Doctors prescribed 240 million bottles of opioids in 2014. The aggressive treatment of pain and the downplaying of opioid addiction fueled a devastating and destructive “answer” to the despair generated by economic circumstances. This came at time when many vulnerable citizens were seeking relief from personal pain associated with loss of hope, respect, dignity and a vision for a better future for themselves and their loved ones.

We need to work on multiple fronts to care for people currently addicted and to prevent others from becoming addicted.

Government is rightly taking the lead by enlisting a broad base of Missourians to address this multifaceted challenge, including private sector actors like Express Scripts.
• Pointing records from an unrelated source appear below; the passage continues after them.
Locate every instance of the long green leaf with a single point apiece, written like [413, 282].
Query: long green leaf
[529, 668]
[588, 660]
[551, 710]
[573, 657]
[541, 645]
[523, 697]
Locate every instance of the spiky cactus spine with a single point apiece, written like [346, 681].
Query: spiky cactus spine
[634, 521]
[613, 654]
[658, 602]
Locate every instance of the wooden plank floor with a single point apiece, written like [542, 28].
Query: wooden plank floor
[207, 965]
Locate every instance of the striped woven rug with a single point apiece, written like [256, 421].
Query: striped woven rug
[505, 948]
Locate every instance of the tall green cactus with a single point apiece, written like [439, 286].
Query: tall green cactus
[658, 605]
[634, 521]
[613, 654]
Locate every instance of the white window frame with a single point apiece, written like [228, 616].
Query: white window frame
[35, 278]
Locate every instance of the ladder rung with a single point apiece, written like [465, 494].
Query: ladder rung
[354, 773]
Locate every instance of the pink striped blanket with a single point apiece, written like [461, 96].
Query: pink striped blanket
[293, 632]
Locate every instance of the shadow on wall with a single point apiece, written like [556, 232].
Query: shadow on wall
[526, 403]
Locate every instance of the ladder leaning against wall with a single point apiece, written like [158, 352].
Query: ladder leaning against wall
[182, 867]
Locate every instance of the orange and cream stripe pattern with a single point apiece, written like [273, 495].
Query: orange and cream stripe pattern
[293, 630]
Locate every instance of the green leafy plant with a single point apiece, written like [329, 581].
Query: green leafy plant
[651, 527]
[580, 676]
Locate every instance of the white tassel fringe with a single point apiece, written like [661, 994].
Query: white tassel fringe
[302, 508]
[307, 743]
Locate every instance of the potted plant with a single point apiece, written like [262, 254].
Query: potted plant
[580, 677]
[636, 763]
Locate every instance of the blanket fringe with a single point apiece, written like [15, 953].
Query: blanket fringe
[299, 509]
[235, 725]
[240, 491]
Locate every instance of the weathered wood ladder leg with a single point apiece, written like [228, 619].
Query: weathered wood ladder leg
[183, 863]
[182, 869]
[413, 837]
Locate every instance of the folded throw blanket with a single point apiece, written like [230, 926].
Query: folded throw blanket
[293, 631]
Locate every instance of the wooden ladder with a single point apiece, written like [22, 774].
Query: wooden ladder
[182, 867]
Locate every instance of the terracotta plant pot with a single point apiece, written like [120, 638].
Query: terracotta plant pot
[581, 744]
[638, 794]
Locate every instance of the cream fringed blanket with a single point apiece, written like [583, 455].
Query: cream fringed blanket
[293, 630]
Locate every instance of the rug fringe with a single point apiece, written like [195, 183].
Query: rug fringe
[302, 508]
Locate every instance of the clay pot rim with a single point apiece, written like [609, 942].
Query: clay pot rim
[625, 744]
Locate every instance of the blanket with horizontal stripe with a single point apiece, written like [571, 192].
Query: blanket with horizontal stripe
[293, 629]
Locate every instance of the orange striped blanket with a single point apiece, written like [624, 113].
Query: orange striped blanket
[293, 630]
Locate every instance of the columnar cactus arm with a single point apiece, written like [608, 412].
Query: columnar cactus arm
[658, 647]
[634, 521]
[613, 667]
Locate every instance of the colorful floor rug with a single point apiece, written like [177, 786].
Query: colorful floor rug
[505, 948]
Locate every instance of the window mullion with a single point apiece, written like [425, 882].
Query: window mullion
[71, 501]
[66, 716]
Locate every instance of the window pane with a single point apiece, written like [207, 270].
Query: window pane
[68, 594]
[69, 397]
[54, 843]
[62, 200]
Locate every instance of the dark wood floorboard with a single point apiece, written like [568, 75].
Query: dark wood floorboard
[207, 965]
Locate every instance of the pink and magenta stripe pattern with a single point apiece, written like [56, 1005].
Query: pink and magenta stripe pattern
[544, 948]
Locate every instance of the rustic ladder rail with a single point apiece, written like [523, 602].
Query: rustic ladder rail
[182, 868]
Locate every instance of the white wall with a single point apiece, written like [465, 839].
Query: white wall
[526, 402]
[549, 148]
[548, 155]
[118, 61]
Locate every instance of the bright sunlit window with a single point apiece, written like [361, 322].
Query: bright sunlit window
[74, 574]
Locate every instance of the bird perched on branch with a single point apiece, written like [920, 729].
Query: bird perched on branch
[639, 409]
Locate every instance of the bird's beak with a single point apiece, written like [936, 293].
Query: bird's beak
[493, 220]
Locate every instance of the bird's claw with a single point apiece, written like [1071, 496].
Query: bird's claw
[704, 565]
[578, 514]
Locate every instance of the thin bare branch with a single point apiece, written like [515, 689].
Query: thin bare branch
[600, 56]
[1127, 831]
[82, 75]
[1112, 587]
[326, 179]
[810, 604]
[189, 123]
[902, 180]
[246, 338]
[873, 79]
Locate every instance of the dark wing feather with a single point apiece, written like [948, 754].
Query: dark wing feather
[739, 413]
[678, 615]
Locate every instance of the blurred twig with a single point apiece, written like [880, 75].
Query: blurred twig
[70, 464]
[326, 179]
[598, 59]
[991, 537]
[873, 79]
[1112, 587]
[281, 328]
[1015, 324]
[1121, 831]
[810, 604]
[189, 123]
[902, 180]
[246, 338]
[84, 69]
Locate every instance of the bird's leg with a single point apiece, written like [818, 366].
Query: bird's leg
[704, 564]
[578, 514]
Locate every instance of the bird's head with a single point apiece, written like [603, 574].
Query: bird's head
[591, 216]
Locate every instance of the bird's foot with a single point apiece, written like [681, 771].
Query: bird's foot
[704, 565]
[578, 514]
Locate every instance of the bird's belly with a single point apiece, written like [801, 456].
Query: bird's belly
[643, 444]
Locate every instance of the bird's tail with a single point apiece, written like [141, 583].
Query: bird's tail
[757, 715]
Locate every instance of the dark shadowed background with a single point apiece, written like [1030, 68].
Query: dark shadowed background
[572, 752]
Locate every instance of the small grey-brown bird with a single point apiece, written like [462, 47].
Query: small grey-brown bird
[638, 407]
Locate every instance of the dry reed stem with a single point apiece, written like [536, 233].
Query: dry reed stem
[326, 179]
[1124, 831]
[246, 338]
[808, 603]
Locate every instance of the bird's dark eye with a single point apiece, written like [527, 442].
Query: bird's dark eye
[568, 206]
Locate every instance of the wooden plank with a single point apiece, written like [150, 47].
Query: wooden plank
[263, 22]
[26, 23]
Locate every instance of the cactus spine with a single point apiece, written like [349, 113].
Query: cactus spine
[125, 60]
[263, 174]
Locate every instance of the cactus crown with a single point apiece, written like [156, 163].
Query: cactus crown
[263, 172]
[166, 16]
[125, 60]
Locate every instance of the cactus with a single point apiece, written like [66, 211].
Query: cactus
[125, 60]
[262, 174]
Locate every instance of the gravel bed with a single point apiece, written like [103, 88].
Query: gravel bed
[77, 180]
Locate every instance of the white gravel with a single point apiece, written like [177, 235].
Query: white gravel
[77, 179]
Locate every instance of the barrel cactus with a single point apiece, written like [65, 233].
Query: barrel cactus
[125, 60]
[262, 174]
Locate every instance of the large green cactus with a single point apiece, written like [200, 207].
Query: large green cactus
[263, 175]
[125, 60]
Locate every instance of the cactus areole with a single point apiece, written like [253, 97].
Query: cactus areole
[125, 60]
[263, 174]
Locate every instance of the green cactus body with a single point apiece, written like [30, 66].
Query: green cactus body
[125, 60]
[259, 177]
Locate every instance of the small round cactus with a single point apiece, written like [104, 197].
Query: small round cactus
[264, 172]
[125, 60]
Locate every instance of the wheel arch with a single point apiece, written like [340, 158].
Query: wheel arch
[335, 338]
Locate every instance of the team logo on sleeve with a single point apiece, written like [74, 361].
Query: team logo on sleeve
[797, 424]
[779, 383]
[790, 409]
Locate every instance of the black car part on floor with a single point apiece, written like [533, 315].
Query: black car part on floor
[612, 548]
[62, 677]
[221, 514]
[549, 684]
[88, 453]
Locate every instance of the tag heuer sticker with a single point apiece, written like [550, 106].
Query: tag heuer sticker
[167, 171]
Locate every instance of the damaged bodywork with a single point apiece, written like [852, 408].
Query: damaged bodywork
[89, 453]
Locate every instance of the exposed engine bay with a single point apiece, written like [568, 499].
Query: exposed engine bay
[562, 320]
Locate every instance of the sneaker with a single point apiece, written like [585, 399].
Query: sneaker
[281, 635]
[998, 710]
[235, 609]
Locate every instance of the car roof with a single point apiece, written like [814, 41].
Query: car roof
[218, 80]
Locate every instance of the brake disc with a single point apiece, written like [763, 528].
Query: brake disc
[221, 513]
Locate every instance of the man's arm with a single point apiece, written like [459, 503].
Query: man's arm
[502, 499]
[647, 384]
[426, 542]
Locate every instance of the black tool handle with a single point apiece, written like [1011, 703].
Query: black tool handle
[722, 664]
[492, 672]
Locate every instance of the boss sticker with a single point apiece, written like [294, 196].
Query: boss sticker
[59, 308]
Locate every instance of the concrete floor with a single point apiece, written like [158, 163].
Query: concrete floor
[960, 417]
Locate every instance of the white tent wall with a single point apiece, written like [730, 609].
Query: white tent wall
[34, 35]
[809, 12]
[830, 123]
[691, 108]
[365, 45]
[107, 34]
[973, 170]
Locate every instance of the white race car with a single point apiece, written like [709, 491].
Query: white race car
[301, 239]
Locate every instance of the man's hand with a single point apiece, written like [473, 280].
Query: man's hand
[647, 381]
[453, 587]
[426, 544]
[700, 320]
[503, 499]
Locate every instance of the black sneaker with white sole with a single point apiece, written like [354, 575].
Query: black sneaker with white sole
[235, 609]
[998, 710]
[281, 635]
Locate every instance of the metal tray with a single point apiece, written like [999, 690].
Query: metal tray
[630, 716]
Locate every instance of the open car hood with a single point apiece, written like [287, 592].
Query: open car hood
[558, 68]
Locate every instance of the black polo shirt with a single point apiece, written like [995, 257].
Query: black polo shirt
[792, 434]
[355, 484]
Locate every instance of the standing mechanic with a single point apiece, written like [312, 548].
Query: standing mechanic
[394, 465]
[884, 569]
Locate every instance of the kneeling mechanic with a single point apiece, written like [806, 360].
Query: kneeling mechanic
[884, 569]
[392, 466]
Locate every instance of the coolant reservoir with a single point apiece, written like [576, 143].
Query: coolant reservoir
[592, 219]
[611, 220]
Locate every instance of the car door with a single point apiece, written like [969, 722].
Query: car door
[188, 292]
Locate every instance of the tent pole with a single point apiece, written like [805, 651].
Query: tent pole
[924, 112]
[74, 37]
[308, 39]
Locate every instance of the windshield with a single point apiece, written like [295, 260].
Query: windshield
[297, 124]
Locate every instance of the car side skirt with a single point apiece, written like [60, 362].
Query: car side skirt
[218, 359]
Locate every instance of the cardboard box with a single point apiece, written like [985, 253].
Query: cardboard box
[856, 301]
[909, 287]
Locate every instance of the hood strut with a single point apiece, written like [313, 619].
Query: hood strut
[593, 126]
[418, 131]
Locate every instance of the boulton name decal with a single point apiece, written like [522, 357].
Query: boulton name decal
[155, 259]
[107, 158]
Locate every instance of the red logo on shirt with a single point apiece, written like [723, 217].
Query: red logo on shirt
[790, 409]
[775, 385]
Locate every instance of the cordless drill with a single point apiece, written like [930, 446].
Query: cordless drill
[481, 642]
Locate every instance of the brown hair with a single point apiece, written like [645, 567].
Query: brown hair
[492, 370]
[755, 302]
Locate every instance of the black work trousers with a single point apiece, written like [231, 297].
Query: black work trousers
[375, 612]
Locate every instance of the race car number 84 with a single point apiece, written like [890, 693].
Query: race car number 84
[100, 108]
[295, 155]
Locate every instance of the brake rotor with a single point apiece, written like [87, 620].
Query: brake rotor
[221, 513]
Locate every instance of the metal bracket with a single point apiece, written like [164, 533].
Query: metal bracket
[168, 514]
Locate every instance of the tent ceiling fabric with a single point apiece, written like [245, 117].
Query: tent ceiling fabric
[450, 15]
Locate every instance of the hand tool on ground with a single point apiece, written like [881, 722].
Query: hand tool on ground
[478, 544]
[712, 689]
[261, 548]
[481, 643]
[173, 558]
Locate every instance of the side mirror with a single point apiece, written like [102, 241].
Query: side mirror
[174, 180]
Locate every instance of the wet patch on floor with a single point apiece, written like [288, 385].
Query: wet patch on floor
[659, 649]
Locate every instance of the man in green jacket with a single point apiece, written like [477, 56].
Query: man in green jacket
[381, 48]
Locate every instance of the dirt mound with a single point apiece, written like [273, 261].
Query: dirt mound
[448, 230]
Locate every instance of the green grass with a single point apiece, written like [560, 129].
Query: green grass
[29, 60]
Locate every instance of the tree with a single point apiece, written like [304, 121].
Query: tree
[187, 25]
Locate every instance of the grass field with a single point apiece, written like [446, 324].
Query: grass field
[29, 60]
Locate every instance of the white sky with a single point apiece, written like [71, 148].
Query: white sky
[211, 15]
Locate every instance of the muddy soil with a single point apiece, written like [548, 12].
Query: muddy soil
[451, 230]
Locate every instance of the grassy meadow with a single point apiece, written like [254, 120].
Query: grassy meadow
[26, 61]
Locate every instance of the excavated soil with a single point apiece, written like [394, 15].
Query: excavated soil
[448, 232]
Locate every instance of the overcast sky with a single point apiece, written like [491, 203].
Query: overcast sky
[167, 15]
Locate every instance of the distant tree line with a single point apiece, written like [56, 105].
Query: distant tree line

Tactics currently in place include chronic care for addicted patients, prevention, education and multisector coordination among government agencies from courts to prisons and clinics to public health departments.

There is still so much left to be done to keep the crisis from getting worse. We also need to address the underlying conditions that foster addiction in the first place.

These societal and economic factors were decades in the making; unfortunately widespread progress will likewise take decades, even with strong action starting now.